The Directory in the Cloud?
It seems that it is an eternity ago – and it is. Pretty much three years ago, Doug Cavit and me published a paper called the Cloud Computing Security Considerations. Even though it is three years, the paper is still worth reading as the content still applies. What we basically said was, that if you look at the Cloud, there are five areas of Considerations:
- Compliance and Risk Management: Organizations shifting part of their business to the cloud are still responsible for compliance, risk, and security management.
- Identity and Access Management: Identities may come from different providers, and providers must be able to federate from on-premise to the cloud, as well as to enable collaboration across organization and country borders.
- Service Integrity: Cloud-based services should be engineered and operated with security in mind, and the operational processes should be integrated into the organization's security management.
- Endpoint Integrity: As cloud-based services originate–and are then consumed–on-premise, the security, compliance, and integrity of the endpoint have to be part of any security consideration.
- Information Protection: Cloud services require reliable processes for protecting information before, during, and after the transaction.

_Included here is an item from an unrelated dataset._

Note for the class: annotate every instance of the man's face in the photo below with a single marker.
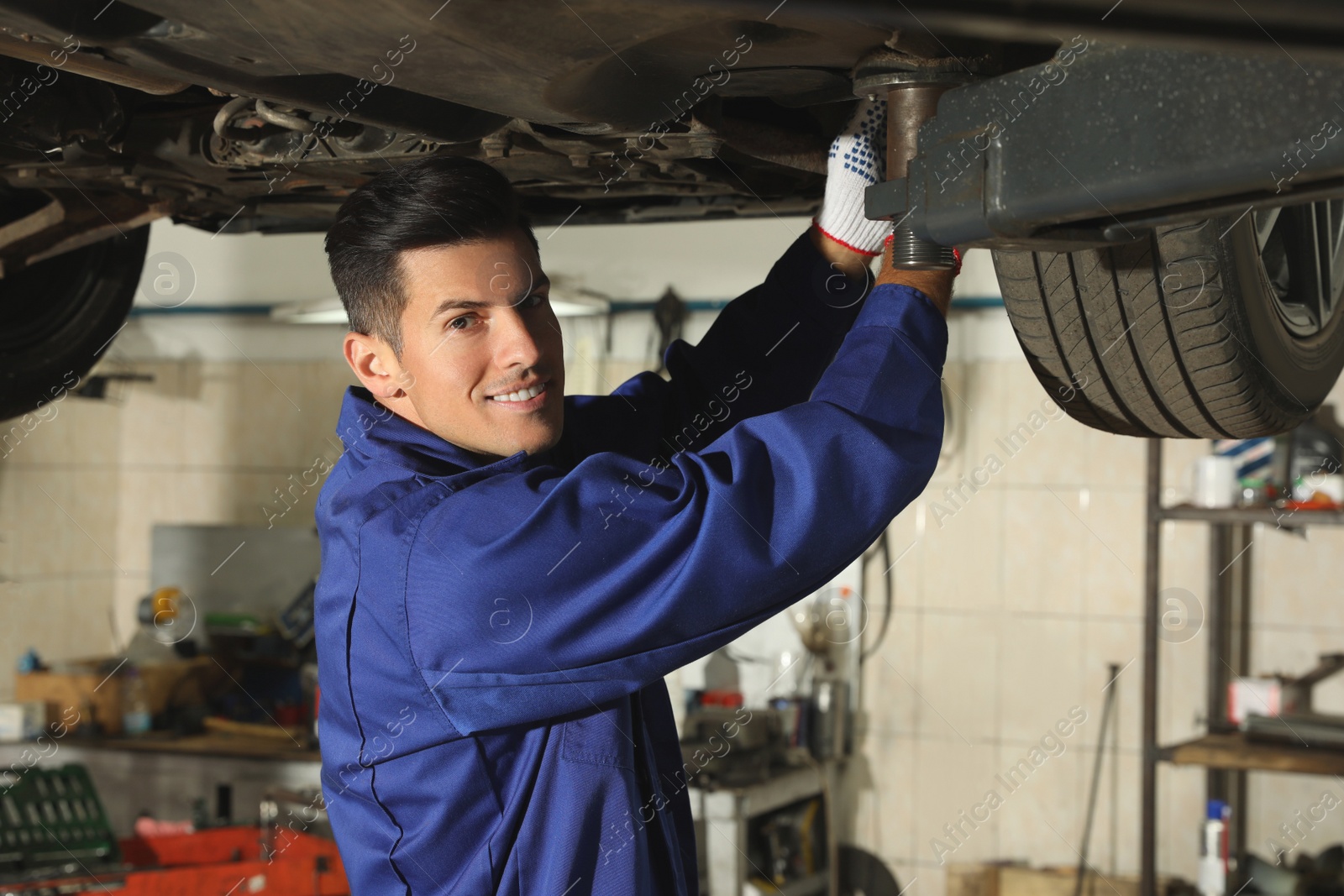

In such a context, identity is one of the key challenges. Our statement was fairly clear (and still is) that if you move to the Cloud, you definitely should not use a provider, you cannot federate your identity to as you do not want to add an additional identity for your user and you will definitely want to control the process. Imagine the situation, where you have to lay-off an employee and this user still has access to you public cloud through any PC connected to the Internet.
This led us to an interesting paradox: We needed a directory in the Cloud to run Windows Azure and Office365 but most probably it will be the last server a customer switches off… Really? Well, think again. Maybe you want to consume something like "Identity as a Service"?
Our French team released a paper called: Active Directory from on-premises to the cloud. From the abstract:
Identity management, provisioning, role management, and authentication are key services both on-premises and through the (hybrid) cloud. With the Bring Your Own Apps (BYOA) for the cloud and Software as a Service (SaaS) applications, the desire to better collaborate a la Facebook with the "social" enterprise, the need to support and integrate with social networks, which lead to a Bring Your Own Identity (BYOI) trend, identity becomes a service where identity "bridges" in the cloud talk to on-premises directories or the directories themselves move and/or are located in the cloud.
Active Directory (AD) is a Microsoft brand for identity related capabilities. In the on-premises world, Windows Server AD provides a set of identity capabilities and services and is hugely popular (88% of Fortune 1000 and 95% of enterprises use AD). Windows Azure AD is AD reimagined for the cloud, designed to solve for you the new identity and access challenges that come with the shift to a cloud-centric, multi-tenant world.
Windows Azure AD can be truly seen as an Identity Management as a Service (IDMaaS) cloud multi-tenant service. This goes far beyond taking AD and simply running it within a VM in Windows Azure.
This document is intended for IT professionals, system architects, and developers who are interested in understanding the various options for managing and using identities in their (hybrid) cloud environment based on the AD foundation and how to leverage the related capabilities. AD, AD in Windows Azure and Windows Azure AD are indeed useful for slightly different scenarios.